A counter-terror expert speaks out
Sunday, April 19th 2009, 4:00 AM
Reading the Bush Administration torture documents released last Thursday by the Department of Justice - documents all about inflicting pain, suffering and discomfort - I felt plenty of my own.
America is truly about to go through the looking glass. But it's a task that must be accomplished if we are to stand before the world and destroy al-Qaeda.
I have been engaged in the hunt for al-Qaeda for almost two decades. And, as I once wrote in the Daily News, I have personally led, witnessed and supervised waterboarding of hundreds of people - as we trained our own fighting men and women to endure and resist the interrogation tactics they might be subjected to by our enemies. I know waterboarding is torture because I have been on the giving and receiving end of the practice.
This was during the last four years of my military career, when I served at the U.S. Navy Survival, Evasion, Resistance and Escape (SERE) school. Working there, and helping protect our servicemen and women, was my greatest pride. We especially emphasized escape, because captivity by al-Qaeda's Jihadis would be severe, if not, final. Our methods of instruction were intense, but realistic and safe.
Now, at long last, six years of denials can now be swept aside, and we can say definitively: America engaged in torture and legalized it through paperwork.

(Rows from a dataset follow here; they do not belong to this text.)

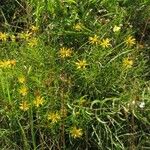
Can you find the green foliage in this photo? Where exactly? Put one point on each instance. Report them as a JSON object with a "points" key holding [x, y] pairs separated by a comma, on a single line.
{"points": [[74, 74]]}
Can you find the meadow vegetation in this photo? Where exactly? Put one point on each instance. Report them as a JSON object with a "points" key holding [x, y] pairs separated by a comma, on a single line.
{"points": [[74, 74]]}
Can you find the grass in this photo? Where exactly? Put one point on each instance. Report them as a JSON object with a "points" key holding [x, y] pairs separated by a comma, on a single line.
{"points": [[74, 75]]}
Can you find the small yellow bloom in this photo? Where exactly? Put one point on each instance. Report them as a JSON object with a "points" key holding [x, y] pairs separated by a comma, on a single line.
{"points": [[23, 90], [13, 38], [76, 132], [34, 28], [3, 36], [54, 117], [32, 42], [7, 63], [12, 62], [24, 106], [38, 101], [105, 43], [21, 79], [65, 52], [116, 28], [78, 27], [94, 40], [130, 41], [24, 35], [81, 64], [127, 63]]}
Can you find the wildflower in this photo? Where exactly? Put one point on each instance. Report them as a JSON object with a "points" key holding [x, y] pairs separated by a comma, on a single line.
{"points": [[38, 101], [94, 40], [127, 63], [65, 52], [54, 117], [130, 41], [78, 27], [12, 62], [76, 132], [105, 43], [21, 79], [81, 64], [23, 90], [34, 28], [24, 35], [3, 36], [7, 63], [32, 42], [142, 105], [24, 106], [13, 38], [116, 28]]}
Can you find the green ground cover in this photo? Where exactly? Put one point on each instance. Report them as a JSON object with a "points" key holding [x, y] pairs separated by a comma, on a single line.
{"points": [[74, 74]]}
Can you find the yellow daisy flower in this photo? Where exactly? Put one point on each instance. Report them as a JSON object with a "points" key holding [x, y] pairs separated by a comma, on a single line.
{"points": [[7, 63], [130, 41], [76, 132], [81, 64], [78, 27], [54, 117], [116, 28], [25, 35], [24, 106], [13, 38], [38, 101], [94, 40], [3, 36], [127, 63], [21, 79], [23, 90], [32, 42], [34, 28], [105, 43], [65, 52], [12, 62]]}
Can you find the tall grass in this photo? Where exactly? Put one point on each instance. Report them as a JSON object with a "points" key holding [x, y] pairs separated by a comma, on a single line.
{"points": [[74, 75]]}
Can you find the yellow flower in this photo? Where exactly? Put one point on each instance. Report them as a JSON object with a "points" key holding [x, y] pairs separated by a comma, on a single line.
{"points": [[38, 101], [12, 62], [54, 117], [23, 90], [130, 41], [105, 43], [3, 36], [13, 38], [127, 63], [24, 106], [32, 42], [78, 27], [116, 28], [24, 35], [34, 28], [81, 64], [7, 63], [94, 40], [21, 79], [65, 52], [76, 132]]}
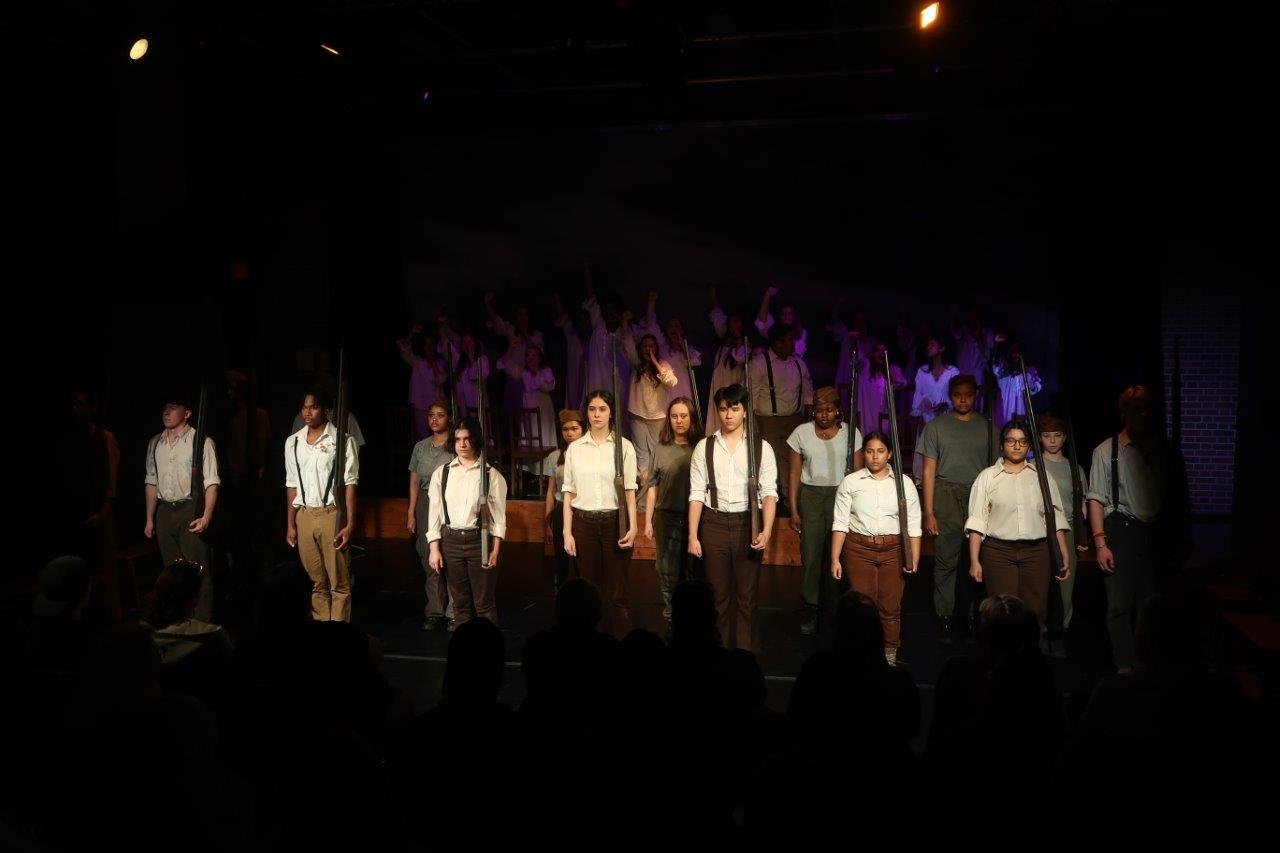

Despite all the gyrations - the ducking, dodging and hiding from the facts - there is no way to say that these people were not authorizing torture. Worse yet, they seem to have not cared a wit that these techniques came from the actual manuals of communist, fascist and totalitarian torturers. It is now clear how clearly - how coldly - Bush's lawyers could authorize individual techniques from past torture chambers, claim they came from the safe SERE program, and not even wet their beds at night. That many U.S. service members over the years have died as a result of these same techniques was never considered.
This is about more than one tactic, waterboarding, that has gotten the lion's share of attention. As a general rule, interrogations without clearly defined legal limits are brutal. Particularly when they have an imperative to get information out of a captive immediately. Wearing prisoners out to the point of mental breakdown; forcing confessions through sleep deprivation; inflicting pain by standing for days on end (not minutes like in SERE); beating them against flexing walls until concussion; applying humiliation slaps (two at a time), and repeating these methods over and over.